Novamente, pode ser que haja uma ilusão de atuação independente do ambiente, assim como
exposto em Taylor, Carlson e Shawber (2007);
Em algumas narrativas, ocorre o deslocamento da situação em que ocorreu o trauma
para a situação atual: 3, 4, 5 e 6;
Em outras narrativas, ocorre o deslocamento do evento traumatizante, localizado no
espaço, para um caminho: 2, 13 e 14;
Narrativas que narram um caminho interno: 24, 25, 26, 27, 31 e 33;
Em apenas uma narrativa, foi evidenciado um caminho externo: 34;
A narrativa 8 faz referência à mudança de uma situação externa para uma situação
pior, que no caso é o casamento. A narrativa 15 diz de uma mudança situacional externa,
assim como acontece nas narrativas 18, 22 e 23. A narrativa 35 faz referência a uma situação
externa, assim como a 36;
A narrativa 7 não faz referência direta à estrutura espacial, mas podemos dizer que, em
algum grau, ocorre uma mudança de estrutura situacional interna, mudança da personalidade.

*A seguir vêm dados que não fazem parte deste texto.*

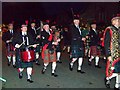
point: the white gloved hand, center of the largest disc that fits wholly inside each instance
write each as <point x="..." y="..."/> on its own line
<point x="17" y="46"/>
<point x="7" y="41"/>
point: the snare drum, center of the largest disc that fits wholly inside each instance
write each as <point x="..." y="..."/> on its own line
<point x="27" y="54"/>
<point x="10" y="49"/>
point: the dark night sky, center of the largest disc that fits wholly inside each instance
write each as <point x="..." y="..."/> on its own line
<point x="38" y="10"/>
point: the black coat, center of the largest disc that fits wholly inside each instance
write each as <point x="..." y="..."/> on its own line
<point x="94" y="38"/>
<point x="7" y="36"/>
<point x="76" y="37"/>
<point x="18" y="39"/>
<point x="45" y="37"/>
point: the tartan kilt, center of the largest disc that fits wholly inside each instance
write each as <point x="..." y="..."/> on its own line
<point x="94" y="51"/>
<point x="58" y="49"/>
<point x="38" y="49"/>
<point x="47" y="57"/>
<point x="10" y="50"/>
<point x="117" y="67"/>
<point x="20" y="63"/>
<point x="77" y="51"/>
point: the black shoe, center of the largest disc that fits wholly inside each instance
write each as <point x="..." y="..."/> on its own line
<point x="97" y="66"/>
<point x="70" y="67"/>
<point x="80" y="71"/>
<point x="116" y="88"/>
<point x="37" y="63"/>
<point x="53" y="74"/>
<point x="29" y="80"/>
<point x="59" y="61"/>
<point x="43" y="71"/>
<point x="20" y="75"/>
<point x="68" y="52"/>
<point x="14" y="66"/>
<point x="107" y="83"/>
<point x="9" y="64"/>
<point x="89" y="63"/>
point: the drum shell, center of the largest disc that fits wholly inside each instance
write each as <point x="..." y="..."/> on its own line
<point x="27" y="54"/>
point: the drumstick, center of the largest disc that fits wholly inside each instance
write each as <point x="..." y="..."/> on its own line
<point x="2" y="79"/>
<point x="32" y="45"/>
<point x="22" y="43"/>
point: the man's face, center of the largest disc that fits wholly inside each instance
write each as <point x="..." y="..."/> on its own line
<point x="24" y="29"/>
<point x="46" y="27"/>
<point x="117" y="22"/>
<point x="32" y="24"/>
<point x="10" y="26"/>
<point x="93" y="26"/>
<point x="76" y="21"/>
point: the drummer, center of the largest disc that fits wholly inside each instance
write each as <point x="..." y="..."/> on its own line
<point x="7" y="38"/>
<point x="21" y="41"/>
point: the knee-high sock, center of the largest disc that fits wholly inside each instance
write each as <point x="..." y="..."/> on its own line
<point x="91" y="58"/>
<point x="29" y="72"/>
<point x="14" y="60"/>
<point x="9" y="58"/>
<point x="113" y="75"/>
<point x="73" y="60"/>
<point x="80" y="61"/>
<point x="53" y="67"/>
<point x="96" y="60"/>
<point x="68" y="49"/>
<point x="64" y="47"/>
<point x="58" y="56"/>
<point x="45" y="65"/>
<point x="117" y="84"/>
<point x="37" y="55"/>
<point x="20" y="70"/>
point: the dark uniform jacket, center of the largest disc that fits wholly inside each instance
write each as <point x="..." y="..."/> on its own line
<point x="76" y="37"/>
<point x="45" y="37"/>
<point x="94" y="38"/>
<point x="7" y="36"/>
<point x="18" y="39"/>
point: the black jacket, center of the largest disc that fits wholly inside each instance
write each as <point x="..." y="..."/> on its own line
<point x="76" y="37"/>
<point x="94" y="38"/>
<point x="18" y="39"/>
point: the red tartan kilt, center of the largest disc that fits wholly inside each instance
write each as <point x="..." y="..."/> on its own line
<point x="10" y="49"/>
<point x="47" y="57"/>
<point x="94" y="51"/>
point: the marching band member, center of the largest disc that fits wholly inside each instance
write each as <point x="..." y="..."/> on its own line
<point x="77" y="45"/>
<point x="66" y="39"/>
<point x="48" y="50"/>
<point x="34" y="32"/>
<point x="57" y="37"/>
<point x="94" y="43"/>
<point x="112" y="49"/>
<point x="7" y="38"/>
<point x="21" y="41"/>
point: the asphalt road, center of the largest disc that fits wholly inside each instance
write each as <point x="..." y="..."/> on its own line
<point x="93" y="78"/>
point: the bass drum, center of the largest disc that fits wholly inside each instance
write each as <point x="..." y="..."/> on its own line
<point x="27" y="54"/>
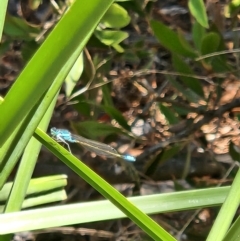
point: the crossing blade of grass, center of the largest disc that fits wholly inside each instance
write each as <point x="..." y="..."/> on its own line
<point x="49" y="59"/>
<point x="104" y="210"/>
<point x="227" y="212"/>
<point x="12" y="148"/>
<point x="142" y="220"/>
<point x="26" y="167"/>
<point x="3" y="10"/>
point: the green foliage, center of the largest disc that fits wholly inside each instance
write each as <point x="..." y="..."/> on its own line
<point x="60" y="58"/>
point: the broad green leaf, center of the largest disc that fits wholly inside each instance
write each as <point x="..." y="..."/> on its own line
<point x="149" y="226"/>
<point x="116" y="17"/>
<point x="3" y="10"/>
<point x="104" y="210"/>
<point x="192" y="83"/>
<point x="198" y="10"/>
<point x="170" y="40"/>
<point x="74" y="75"/>
<point x="227" y="212"/>
<point x="169" y="114"/>
<point x="47" y="62"/>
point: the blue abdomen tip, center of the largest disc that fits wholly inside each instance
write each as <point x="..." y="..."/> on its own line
<point x="129" y="158"/>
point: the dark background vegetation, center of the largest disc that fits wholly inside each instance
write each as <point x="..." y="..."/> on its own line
<point x="179" y="116"/>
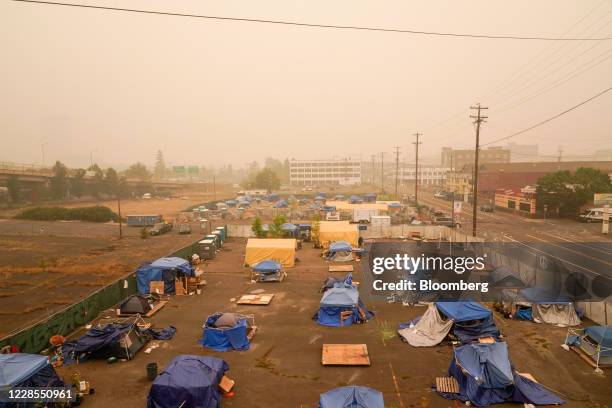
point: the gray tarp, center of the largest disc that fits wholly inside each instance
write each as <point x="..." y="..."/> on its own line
<point x="562" y="314"/>
<point x="429" y="331"/>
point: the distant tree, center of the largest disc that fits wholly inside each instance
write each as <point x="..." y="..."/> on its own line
<point x="14" y="188"/>
<point x="267" y="179"/>
<point x="257" y="228"/>
<point x="589" y="181"/>
<point x="77" y="183"/>
<point x="138" y="171"/>
<point x="59" y="181"/>
<point x="111" y="182"/>
<point x="160" y="166"/>
<point x="276" y="230"/>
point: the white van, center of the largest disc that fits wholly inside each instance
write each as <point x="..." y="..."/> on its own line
<point x="596" y="215"/>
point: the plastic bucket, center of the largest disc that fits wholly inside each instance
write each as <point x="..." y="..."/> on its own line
<point x="151" y="371"/>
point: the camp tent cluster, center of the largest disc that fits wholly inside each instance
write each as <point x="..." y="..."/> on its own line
<point x="262" y="249"/>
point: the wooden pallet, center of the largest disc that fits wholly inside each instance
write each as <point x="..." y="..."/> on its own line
<point x="448" y="385"/>
<point x="345" y="354"/>
<point x="263" y="299"/>
<point x="341" y="268"/>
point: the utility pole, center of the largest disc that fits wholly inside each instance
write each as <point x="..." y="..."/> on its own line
<point x="373" y="178"/>
<point x="416" y="170"/>
<point x="396" y="168"/>
<point x="382" y="172"/>
<point x="478" y="119"/>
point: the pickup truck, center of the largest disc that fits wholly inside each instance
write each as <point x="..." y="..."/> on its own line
<point x="447" y="222"/>
<point x="160" y="228"/>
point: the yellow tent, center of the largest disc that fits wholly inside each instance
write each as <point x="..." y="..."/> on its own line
<point x="339" y="231"/>
<point x="279" y="250"/>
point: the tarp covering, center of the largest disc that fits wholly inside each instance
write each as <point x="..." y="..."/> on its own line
<point x="225" y="338"/>
<point x="486" y="377"/>
<point x="339" y="231"/>
<point x="352" y="397"/>
<point x="163" y="269"/>
<point x="341" y="299"/>
<point x="279" y="250"/>
<point x="190" y="382"/>
<point x="429" y="331"/>
<point x="463" y="311"/>
<point x="17" y="367"/>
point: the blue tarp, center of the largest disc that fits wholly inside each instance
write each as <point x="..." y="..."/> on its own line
<point x="342" y="297"/>
<point x="352" y="397"/>
<point x="188" y="381"/>
<point x="280" y="204"/>
<point x="267" y="266"/>
<point x="225" y="339"/>
<point x="486" y="377"/>
<point x="163" y="269"/>
<point x="17" y="367"/>
<point x="339" y="246"/>
<point x="471" y="320"/>
<point x="463" y="311"/>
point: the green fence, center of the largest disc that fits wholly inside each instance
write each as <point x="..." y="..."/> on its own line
<point x="35" y="337"/>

A 9 também adota esse formato, em que ocorre uma mudança da estrutura situacional interna
de confiabilidade do produtor em relação aos cuidados com as crianças. A narrativa 10 diz de
uma mudança de estrutura situacional interna [“por dentro”]. A narrativa 11 diz de uma
mudança situacional interna e externa. A narrativa 12 diz de mudança situacional interna. A
narrativa 16 apresenta uma situação interna, assim como as narrativas 17, 19, 20, 21, 32 e 37;
II.III.II. Estrutura temporal:
A temporalidade marcada pela conjugação verbal, de forma geral, ou se encontra no
presente do indicativo (1, 3, 4, 5, 6, 7, 9, 10, 11, 12, 13, 14, 15, 16, 17, 18, 19 e 20), ou no
futuro do presente do indicativo (2, 8, 21, 22 e 23). De 24 a 37, as narrativas se organizam
com o formato temporal de um tempo no presente marcado pelo infinitivo do verbo e um
tempo no futuro marcado pelo futuro do presente. De forma geral, a temporalidade, ou se
expressa categorizando algo negativo no presente em função do passado (1, 3, 4, 5, 6, 18 e
19), ou categorizando um futuro negativo (2, 8, 20), ou categorizando o presente negativo
caminhando para um futuro negativo (7, 9, 10, 11, 12, 13, 14, 15, 21, 22 e 23), ou unicamente
no presente (16 e 17);
II.III.III. Estrutura causal:
De 24 a 37, temos uma estrutura causal bem delineada, de forma que existe uma
função lógica com algo que deve ser feito no presente para evitar algo ruim no futuro. As
outras narrativas assumem particularidades, tais como as abordadas nas seções 4.2.1 e 4.2.2;
76
II.III.IV. Estrutura psicológica: foi apresentada como “AVALIAÇÕES NEGATIVAS”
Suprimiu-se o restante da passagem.